Research Paper Volume 16, Issue 3 pp 2679—2701

Underlying mechanisms of novel cuproptosis-related dihydrolipoamide branched-chain transacylase E2 (DBT) signature in sunitinib-resistant clear-cell renal cell carcinoma

Shiue-Wei Lai1, *, , Pei-Wei Weng2,3,4, , Vijesh Kumar Yadav5, , Narpati Wesa Pikatan5, , Chi-Tai Yeh5,6, , Ming-Shou Hsieh7,8, *, , Chu-Lin Chou9,10,11,12, ,

  • 1 Division of Hematology/Oncology, Department of Internal Medicine, Tri-service General Hospital, National Defense Medical Center, Taipei, Taiwan
  • 2 Department of Orthopaedics, School of Medicine, College of Medicine, Taipei Medical University, Taipei, Taiwan
  • 3 Department of Orthopaedics, Shuang Ho Hospital, Taipei Medical University, New Taipei City, Taiwan
  • 4 Graduate Institute of Biomedical Materials and Tissue Engineering, College of Biomedical Engineering, Taipei Medical University, Taipei, Taiwan
  • 5 Department of Medical Research, Taipei Medical University Shuang-Ho Hospital, Taipei, Taiwan
  • 6 Continuing Education Program of Food Biotechnology Applications, College of Science and Engineering, National Taitung University, Taitung, Taiwan
  • 7 Department of Dentistry, Taipei Medical University-Shuang Ho Hospital, New Taipei City, Taiwan
  • 8 School of Dentistry, College of Oral Medicine, Taipei Medical University, Taipei City, Taiwan
  • 9 Division of Nephrology, Department of Internal Medicine, School of Medicine, College of Medicine, Taipei Medical University, Taipei, Taiwan
  • 10 Taipei Medical University-Research Center of Urology and Kidney, Taipei Medical University, Taipei, Taiwan
  • 11 Division of Nephrology, Department of Internal Medicine, Shuang Ho Hospital, Taipei Medical University, New Taipei, Taiwan
  • 12 Division of Nephrology, Department of Internal Medicine, Hsin Kuo Min Hospital, Taipei Medical University, Taoyuan City, Taiwan
* Equal contribution

Received: May 23, 2023       Accepted: November 30, 2023       Published: February 1, 2024      

https://doi.org/10.18632/aging.205504
How to Cite

Copyright: © 2024 Lai et al. This is an open access article distributed under the terms of the Creative Commons Attribution License (CC BY 4.0), which permits unrestricted use, distribution, and reproduction in any medium, provided the original author and source are credited.

Abstract

Renal cell carcinoma (RCC) is the predominant form of malignant kidney cancer. Sunitinib, a primary treatment for advanced, inoperable, recurrent, or metastatic RCC, has shown effectiveness in some patients but is increasingly limited by drug resistance. Recently identified cuproptosis, a copper-ion-dependent form of programmed cell death, holds promise in combating cancer, particularly drug-resistant types.
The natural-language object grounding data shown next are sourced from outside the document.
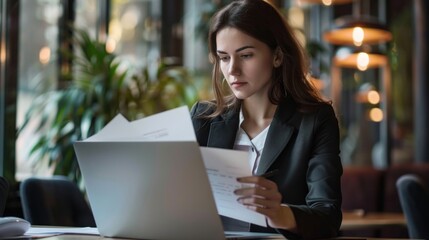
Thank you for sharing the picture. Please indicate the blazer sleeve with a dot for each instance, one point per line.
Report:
(322, 216)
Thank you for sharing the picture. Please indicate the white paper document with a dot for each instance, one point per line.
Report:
(223, 166)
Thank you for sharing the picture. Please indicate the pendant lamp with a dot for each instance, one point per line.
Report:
(325, 2)
(358, 29)
(361, 59)
(350, 30)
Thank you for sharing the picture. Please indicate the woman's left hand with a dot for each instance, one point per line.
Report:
(262, 196)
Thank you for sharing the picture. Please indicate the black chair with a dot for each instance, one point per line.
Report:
(55, 201)
(4, 190)
(414, 199)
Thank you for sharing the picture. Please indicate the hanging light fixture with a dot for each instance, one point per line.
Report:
(361, 59)
(325, 2)
(357, 30)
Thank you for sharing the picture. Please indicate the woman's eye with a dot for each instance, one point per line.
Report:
(224, 58)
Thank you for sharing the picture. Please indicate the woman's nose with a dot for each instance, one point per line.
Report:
(234, 68)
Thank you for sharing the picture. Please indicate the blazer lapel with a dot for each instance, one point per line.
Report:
(278, 136)
(222, 133)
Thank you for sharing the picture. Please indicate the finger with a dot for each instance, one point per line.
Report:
(260, 181)
(273, 195)
(259, 202)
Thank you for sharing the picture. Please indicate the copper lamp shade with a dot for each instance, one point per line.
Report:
(326, 2)
(359, 60)
(371, 31)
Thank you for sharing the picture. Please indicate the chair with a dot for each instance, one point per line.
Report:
(414, 199)
(4, 189)
(55, 201)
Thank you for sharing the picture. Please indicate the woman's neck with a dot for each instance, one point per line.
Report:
(257, 116)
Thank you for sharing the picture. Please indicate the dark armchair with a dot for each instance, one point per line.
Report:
(55, 201)
(414, 199)
(4, 190)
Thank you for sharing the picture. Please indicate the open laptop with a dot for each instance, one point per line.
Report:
(151, 190)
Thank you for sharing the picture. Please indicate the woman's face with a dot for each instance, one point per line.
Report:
(246, 63)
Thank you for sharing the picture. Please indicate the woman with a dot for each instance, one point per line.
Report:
(272, 110)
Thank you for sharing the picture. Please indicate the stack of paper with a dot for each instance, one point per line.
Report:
(223, 166)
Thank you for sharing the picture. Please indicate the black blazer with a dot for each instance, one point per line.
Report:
(305, 148)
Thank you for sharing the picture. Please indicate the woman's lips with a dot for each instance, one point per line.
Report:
(238, 84)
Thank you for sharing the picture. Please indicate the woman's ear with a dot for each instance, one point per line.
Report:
(278, 57)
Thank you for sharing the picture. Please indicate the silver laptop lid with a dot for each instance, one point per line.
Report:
(151, 190)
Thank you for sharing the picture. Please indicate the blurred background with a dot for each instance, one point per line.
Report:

However, its effectiveness in treating drug resistant RCC remains to be determined. Exploring cuproptosis's regulatory mechanisms could enhance RCC treatment strategies. Our analysis of data from the GEO and TCGA databases showed that the cuproptosis-related gene DBT is markedly under expressed in RCC tissues, correlating with worse prognosis and disease progression. In our study, we investigated copper CRGs in ccRCC, noting substantial expression differences, particularly in advanced-stage tumors. We established a connection between CRG expression levels and patient survival, positioning CRGs as potential therapeutic targets for ccRCC. In drug resistant RCC cases, we found distinct expression patterns for DBT and GLS CRGs, linked to treatment resistance. Our experiments demonstrated that increasing DBT expression significantly reduces RCC cell growth and spread, underscoring its potential as a therapeutic target. This research sheds new light on the role of CRGs in ccRCC and their impact on drug resistance.

Abbreviations

Atox1: antioxidant-1; DLAT: dihydrolipoyllysine-residue acetyltransferase; DBT: dihydrolipoamide branched-chain transacylase E2; RCC: Renal cell carcinoma; CKD: chronic kidney disease; ccRCC: clear-cell RCC; pRCC: papillary RCC; chRCC: chromophobe RCC; MAPLK: mitogen-activated protein kinase; VEGF: vascular endothelial growth factor; TKIs: tyrosine kinase inhibitors; TNM: tumor, node, and metastasis.